Line Renaud : "Pascal s'en va beaucoup trop tôt. Je l'ai connu débutant.
Il était déjà passionné. Il aura consacré sa vie à la chanson française et il
a fait beaucoup pour cultiver ce patrimoine qu'il a fait découvrir aux jeunes.
On l'ironisait à tort. Il a été un protecteur de la chanson. Qui va faire cela
maintenant ? Dans sa croisade, Pascal a invité à la télévision ceux qui ne
l'étaient plus, comme Annie Gould dont il a relancé la carrière", a déclaré
Line Renaud à l'AFP.

Marc-Olivier Fogiel : "Pascal était entier dans ses passions, ses
enthousiasmes et ses colères. C'est ce qui faisait son charme. Il était un ami
exigeant, sans concessions et dupe de rien. Sa fidélité sans réserve à
François Mitterrand quand il était moins facile de l'être, en dit long sur son
sens de l'amitié et de l'honneur. C'est quelqu'un qui avait de la constance.
Il était le contraire d'un opportuniste. Il incarnait le politiquement
incorrect", a-t-il estimé, interrogé par l'AFP.

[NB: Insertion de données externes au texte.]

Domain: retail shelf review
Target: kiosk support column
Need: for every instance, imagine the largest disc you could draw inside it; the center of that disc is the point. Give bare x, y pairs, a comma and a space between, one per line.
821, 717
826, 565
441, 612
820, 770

Nicoletta : "Pascal était un grand seigneur de la variété. Il a fait
énormément pour la chanson française grâce à ses émissions. Si les tournées de
chanteurs des années 60 ont autant de succès, c'est à lui qu'on le doit.
Pascal invitait des chansons".

A France Télévisions, le président Patrick de Carolis et l'ensemble des
collaborateurs du groupe saluent "un être passionné, qui a su transmettre son
amour inconditionnel de la chanson française à un public extrêmement fidèle".
"Sa disparition émeut aujourd'hui toutes celles et tous ceux qui (...) ont
eu la chance de travailler à ses côtés mais aussi ses très nombreux
téléspectateurs avec lesquels il avait su créer une relation unique. A sa
famille, à ses nombreux amis, France Télévisions adresse ses plus sincères
condoléances", ajoute le communiqué du groupe.